Du fait de cette pauvreté, qui touche 54 millions de Brésiliens, un tiers de la population, l'agriculture vivrière reste loin derrière les productions destinées au marché agroalimentaire mondial. Le Brésil exporte la viande, le sucre, le café, les céréales, les huiles qui seraient nécessaires pour nourrir correctement tous les Brésiliens.

Face à cette situation, que va faire Lula ? Il annonce une réforme agraire. Mais à peu près tous les gouvernements qui l'ont précédé depuis un siècle l'ont fait. Et il avertit que cette réforme (à laquelle va présider Miguel Rosseto, un des dirigeants du courant du Parti des Travailleurs qui est lié au Secrétariat Unifié de la IVe Internationale) sera " pacifique et planifiée ", c'est-à-dire qu'elle risque fort de ne pas dépasser les proclamations d'intentions. Car pour imposer une réforme agraire aux latifundiaires, il faudrait mobiliser contre eux tous les travailleurs et leur faire une véritable guerre.

Lula a-t-il davantage de chances de faire disparaître le chômage et la pauvreté ? Cela nécessiterait une lutte de même ampleur contre les patrons et les riches, pour qu'ils paient mieux, qu'ils embauchent, que l'État et toutes les collectivités locales embauchent au lieu de licencier et de privatiser. Cela, Lula ne le fera certainement pas. N'a-t-il pas, en choisissant un vice-président qui est un grand patron du textile et en nommant comme ministres des bourgeois et des hommes de droite, affiché sa volonté de composer avec le patronat qui est tout sauf naïf ?

Le report de l'achat des chasseurs-bombardiers, plutôt qu'une mesure contre la faim, semble un geste en direction des militaires nationalistes et des avionneurs nationaux, qui préféreraient que le gouvernement achète brésilien.

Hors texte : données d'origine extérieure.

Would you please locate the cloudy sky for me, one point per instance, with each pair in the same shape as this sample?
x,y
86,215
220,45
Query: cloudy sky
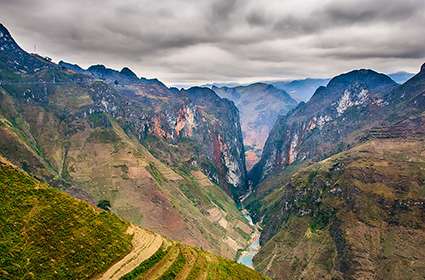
x,y
198,41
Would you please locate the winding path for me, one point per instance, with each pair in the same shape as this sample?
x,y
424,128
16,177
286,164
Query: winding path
x,y
144,243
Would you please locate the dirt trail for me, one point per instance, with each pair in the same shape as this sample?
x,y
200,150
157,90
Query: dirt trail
x,y
145,244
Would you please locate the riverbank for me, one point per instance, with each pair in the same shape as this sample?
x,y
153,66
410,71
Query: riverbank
x,y
249,252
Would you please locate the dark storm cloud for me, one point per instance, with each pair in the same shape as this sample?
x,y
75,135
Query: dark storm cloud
x,y
193,41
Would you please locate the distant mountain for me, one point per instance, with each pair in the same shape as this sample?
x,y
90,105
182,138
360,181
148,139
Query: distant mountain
x,y
259,106
224,84
340,186
168,161
300,90
401,77
326,122
47,234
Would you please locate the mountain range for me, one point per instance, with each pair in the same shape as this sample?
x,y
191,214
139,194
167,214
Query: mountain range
x,y
170,162
259,106
340,184
107,175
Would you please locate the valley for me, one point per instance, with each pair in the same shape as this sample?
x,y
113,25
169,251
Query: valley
x,y
108,175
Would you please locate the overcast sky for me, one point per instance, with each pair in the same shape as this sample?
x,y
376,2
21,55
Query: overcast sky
x,y
198,41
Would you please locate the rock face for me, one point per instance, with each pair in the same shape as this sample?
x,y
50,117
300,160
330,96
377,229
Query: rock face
x,y
357,214
327,123
107,134
259,106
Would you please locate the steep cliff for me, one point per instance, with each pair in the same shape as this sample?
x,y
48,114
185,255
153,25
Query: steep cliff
x,y
259,106
329,122
100,134
357,214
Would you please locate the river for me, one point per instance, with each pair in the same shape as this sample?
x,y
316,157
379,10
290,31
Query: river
x,y
249,252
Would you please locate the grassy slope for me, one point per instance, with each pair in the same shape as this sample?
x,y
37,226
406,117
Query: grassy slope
x,y
358,214
46,234
179,261
106,163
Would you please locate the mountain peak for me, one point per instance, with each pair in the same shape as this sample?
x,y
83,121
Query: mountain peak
x,y
97,67
128,73
369,77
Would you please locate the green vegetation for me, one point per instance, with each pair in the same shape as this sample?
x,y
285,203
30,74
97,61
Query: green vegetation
x,y
153,170
175,268
145,265
103,136
46,234
104,204
99,120
224,269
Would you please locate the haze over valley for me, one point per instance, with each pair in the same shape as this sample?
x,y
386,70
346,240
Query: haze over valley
x,y
212,140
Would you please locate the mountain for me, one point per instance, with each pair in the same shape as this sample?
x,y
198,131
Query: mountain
x,y
259,106
328,122
300,90
345,199
168,161
47,234
401,77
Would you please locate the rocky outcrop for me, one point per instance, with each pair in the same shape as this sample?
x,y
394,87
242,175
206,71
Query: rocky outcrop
x,y
357,214
259,105
104,134
326,124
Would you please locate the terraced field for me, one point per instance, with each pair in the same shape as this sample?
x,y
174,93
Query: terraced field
x,y
47,234
178,261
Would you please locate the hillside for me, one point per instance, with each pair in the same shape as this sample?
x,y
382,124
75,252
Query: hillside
x,y
356,215
300,90
108,135
333,119
46,234
353,211
259,106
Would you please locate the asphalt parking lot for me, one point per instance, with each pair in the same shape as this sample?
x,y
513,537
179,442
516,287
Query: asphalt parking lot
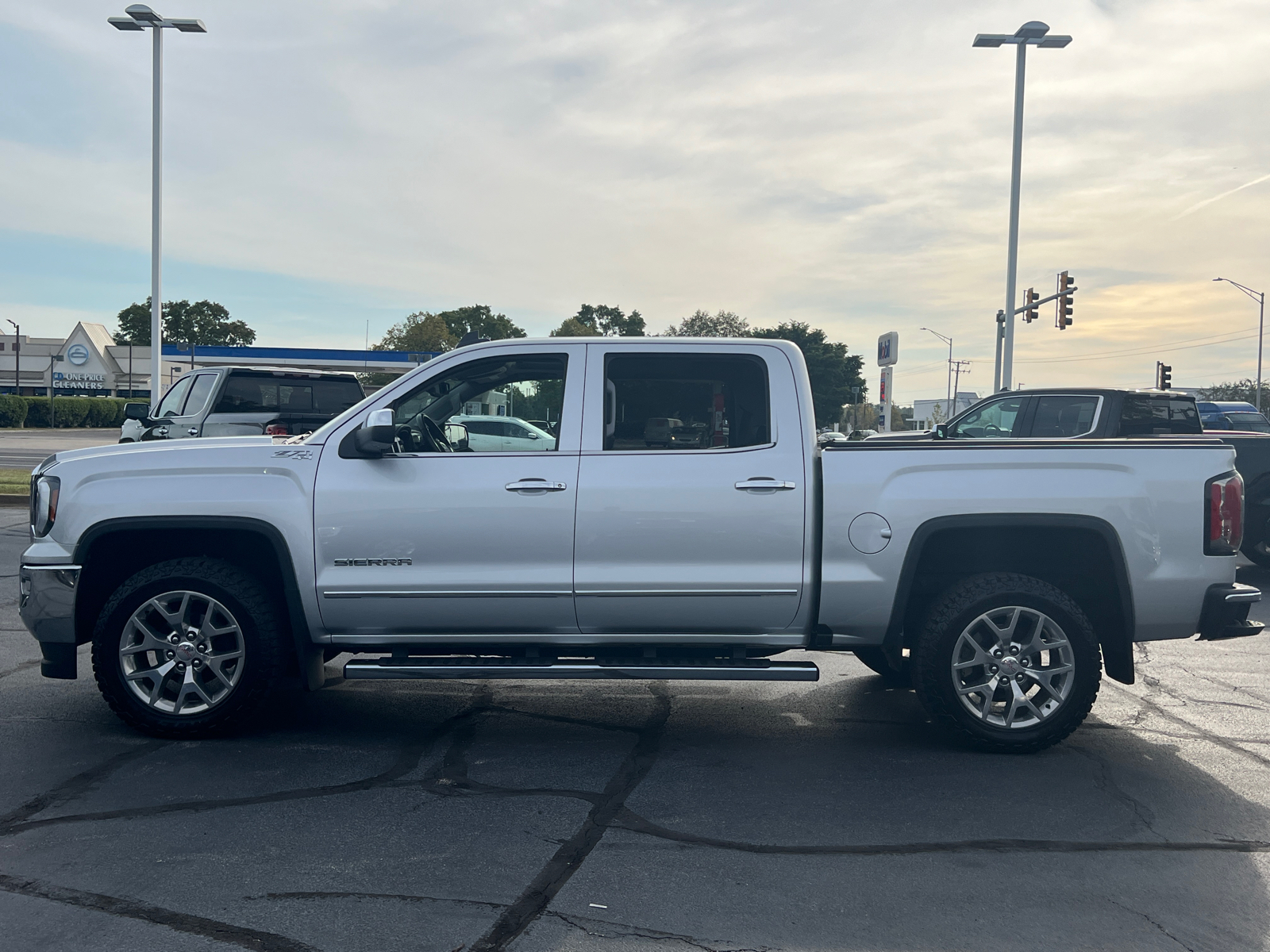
x,y
637,816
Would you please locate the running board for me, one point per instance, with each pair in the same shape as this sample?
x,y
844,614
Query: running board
x,y
687,670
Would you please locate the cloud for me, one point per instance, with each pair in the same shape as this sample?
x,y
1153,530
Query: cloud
x,y
840,164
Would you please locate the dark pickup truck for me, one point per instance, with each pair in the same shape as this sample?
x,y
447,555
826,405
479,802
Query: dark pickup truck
x,y
1080,413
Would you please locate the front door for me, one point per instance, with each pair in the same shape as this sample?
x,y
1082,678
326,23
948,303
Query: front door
x,y
429,541
702,527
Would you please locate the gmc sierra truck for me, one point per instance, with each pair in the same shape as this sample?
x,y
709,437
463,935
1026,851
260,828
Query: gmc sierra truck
x,y
1003,577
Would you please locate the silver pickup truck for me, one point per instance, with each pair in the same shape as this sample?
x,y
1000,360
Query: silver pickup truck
x,y
1001,579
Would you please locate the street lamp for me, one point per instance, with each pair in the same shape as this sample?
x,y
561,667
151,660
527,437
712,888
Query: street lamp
x,y
1260,298
948,416
140,18
1033,33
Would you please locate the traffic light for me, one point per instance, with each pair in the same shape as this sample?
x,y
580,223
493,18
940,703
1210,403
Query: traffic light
x,y
1030,298
1064,306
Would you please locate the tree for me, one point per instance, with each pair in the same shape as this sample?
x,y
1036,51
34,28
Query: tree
x,y
573,328
483,321
610,321
203,323
419,332
1237,390
724,324
832,370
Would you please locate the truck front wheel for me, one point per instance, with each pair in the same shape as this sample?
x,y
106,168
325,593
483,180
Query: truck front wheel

En revanche, en nommant à l'Agriculture le président de l'Association brésilienne de l'agroalimentaire, Lula dit aux grands propriétaires que leurs intérêts seront respectés.

Aux riches les faveurs et l'argent, aux pauvres les bonnes paroles : Lula entend bien assurer à la bourgeoisie " l'ordre et le progrès " qui figurent comme devise sur le drapeau brésilien.